The Meaning of Power

January 23, 2013

By Michael Snoyman

As I announced recently, the Yesod team has started work on the upcoming 1.2 branch. I'm going to be following up with a few blog posts to discuss some design decisions we have to make. To try and frame this discussion better, I want to describe a little bit of the design philosophy I had in initially creating Yesod, and see if that can help us make our decisions.

Definition of Power

Programmers often use a term in two very different- and often times contradictory- ways. Consider the folowing two sentences:

This library lets me create anything I want, it has so much power.
I was able to use that library and create exactly what I needed in just a few lines of code, it's such a powerful library.

Both statements refer to a positive aspect of some library, but the positive aspects are completely different. The first refers to the flexibility of a library. The second is saying that the library is optimized for your use case (for brevity, let's call this featurefulness). And to a great extent, these two concepts are at odds.
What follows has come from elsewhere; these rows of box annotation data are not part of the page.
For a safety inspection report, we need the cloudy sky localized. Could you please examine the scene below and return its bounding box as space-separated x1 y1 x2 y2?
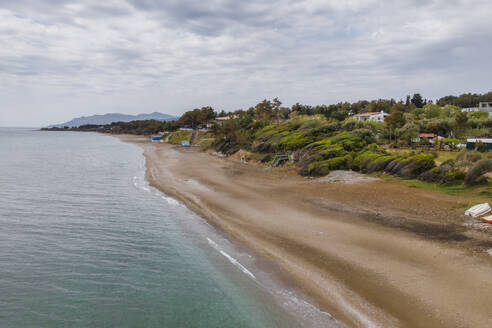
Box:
0 0 492 126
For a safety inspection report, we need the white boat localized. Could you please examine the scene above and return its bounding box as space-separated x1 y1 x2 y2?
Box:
465 203 490 218
482 215 492 223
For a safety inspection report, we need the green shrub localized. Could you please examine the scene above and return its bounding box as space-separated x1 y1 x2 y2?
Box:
169 130 191 145
465 158 492 185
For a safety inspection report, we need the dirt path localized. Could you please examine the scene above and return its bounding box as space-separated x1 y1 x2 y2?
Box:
119 138 492 328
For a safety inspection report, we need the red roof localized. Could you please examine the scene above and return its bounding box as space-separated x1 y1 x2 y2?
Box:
357 112 381 116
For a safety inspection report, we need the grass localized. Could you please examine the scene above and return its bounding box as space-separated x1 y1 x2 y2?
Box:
370 172 492 208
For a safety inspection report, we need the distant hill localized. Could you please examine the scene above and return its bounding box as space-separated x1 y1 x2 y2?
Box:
48 112 178 128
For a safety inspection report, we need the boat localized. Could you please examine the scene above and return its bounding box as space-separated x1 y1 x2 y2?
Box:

Let's take a simple example. Suppose you need to generate some HTML content. One approach would be that my library provides you with the means to generate a stream of bytes. This approach is incredibly flexible. You can generate any character encoding you want. You can optimize your HTML by leaving off some closing tags if you wanted. You can use single or double quotes for attributes values. You can use decimal or hexadecimal numerical entities. And for that matter, you could forget about HTML entirely, and just generate PNG or PDF files if you wanted.

At the other end of the spectrum, I could provide you with an HTML templating solution. In a few lines of code, you could have a fully valid HTML document. You could specify at a high level the key-value attribute pairs for each element, the contents of the element in textual form, and the library would generate your HTML for you.
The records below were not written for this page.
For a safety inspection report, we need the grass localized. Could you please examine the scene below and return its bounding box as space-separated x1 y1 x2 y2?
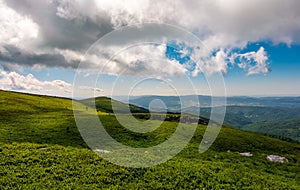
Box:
0 91 300 189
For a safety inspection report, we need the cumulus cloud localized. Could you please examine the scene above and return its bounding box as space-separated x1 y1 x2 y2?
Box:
0 0 300 76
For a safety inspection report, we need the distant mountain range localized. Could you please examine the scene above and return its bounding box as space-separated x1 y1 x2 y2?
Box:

Which approach is more powerful? That's a meaningless question. Each approach has an advantage over the other. They are each powerful in their own way, whether flexibility or featurefulness. The question you should be asking is not which is more powerful, but which one you should use.

Layers of Abstraction

Another way to frame this discussion is to recognize that we're just talking about layers of abstraction. Under the surface, my theoretical HTML templating library is just generating the bytes for you. So we need some way to determine what our best abstraction level is. And to do that, we need to analyze our goals.

Educating yourself

One goal which I've seen touted occasionally in the broader web framework discussion is one of educating yourself. The argument goes that if you use a system that does a lot of the work for you, then you don't learn anything. I frankly think this is a meaningless argument, and not a helpful goal. All you've done in this case is stated that you want to learn how to reimplement existing functionality. If your goal is to understand how HTML is rendered, then forcing yourself to use a raw-byte-generating library is a good idea. If your goal is to create an HTML page, forcing yourself to learn the details of how rendering is done is a needless distraction.
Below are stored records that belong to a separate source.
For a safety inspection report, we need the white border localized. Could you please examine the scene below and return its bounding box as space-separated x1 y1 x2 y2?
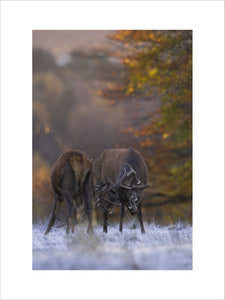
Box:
1 1 224 299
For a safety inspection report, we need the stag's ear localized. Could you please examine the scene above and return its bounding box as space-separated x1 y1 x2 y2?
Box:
132 184 149 191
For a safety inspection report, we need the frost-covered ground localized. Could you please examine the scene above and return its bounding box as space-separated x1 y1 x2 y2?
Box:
33 223 192 270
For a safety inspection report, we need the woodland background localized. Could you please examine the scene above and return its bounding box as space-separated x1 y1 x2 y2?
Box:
33 30 192 224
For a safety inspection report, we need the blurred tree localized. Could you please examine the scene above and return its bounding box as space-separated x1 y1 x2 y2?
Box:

Flexible enough for the problem at hand

So what other goals are available? Clearly, we need to be able to address the actual problem at hand. For example, if our task is to generate a PNG file, then the HTML library is not suitable, and we'd have to use the lower level of abstraction of dealing with bytes. (This is of course ignoring the possibility that there might be some other libraries in existance that could help with PNGs.) Said another way, we need to make sure that we haven't sacrificed too much flexibility given our goals.

Simplicity

Another goal is to make the coding process as simple as possible. Simplicity spells out in multiple ways: the code is shorter, easier to read, easier to write, less buggy, more robust. I think it's an easy argument to make that an HTML templating library will allow simpler code to be written than directly producing a stream of bytes.

Learnability

I can probably express my entire byte-generating library as a function emit :: ByteString -> IO (). That's incredibly simple to learn. By contrast, an HTML library might have types to represent different kinds of nodes, attributes, etc. This would imply that it is easier to learn the lower-level library.

While this may be true, it actually hides a lot. With the bytes library, you'll need to learn the rules of HTML escaping, attribute quoting, nesting, etc. So the breadth of the API does not always tell you how difficult it will be to learn how to use something. If a task at hand requires a feature that a lower level abstraction doesn't provide, you'll also need to learn how to implement that yourself!

Performance

Often times (but not always), high levels of abstraction can introduce a performance cost. Weighing this against the benefits of the higher level of abstraction is really a personal decision. In some cases (say a desktop app used by one person that will be run once a month), the benefit of additional performance is probably negligible. In software that will be calculating large scientific calculations and will run for months on end on a cluster of supercomputers, eeking out a 2% performance increase could equal a massive cost savings.

So the value of extra performance is up for debate, but in all cases performance is a good thing to have.

Optimizing for the problem at hand

The main point I hope came across in the previous section is that we need to design solutions for the problem at hand. Let's consider the question, "What's better, C or Haskell?" I'm sure many readers would immediately say Haskell, but that's not really a fair answer. Suppose that the problem at hand is to add a tiny piece of functionality to a large C project. C is probably the better tool in that case, as introducing a Haskell piece of code into this codebase just wouldn't make sense. Similar reasons would be targeting a platform without a Haskell compiler, or a memory constrained environment where we cannot reasonably use garbage collection.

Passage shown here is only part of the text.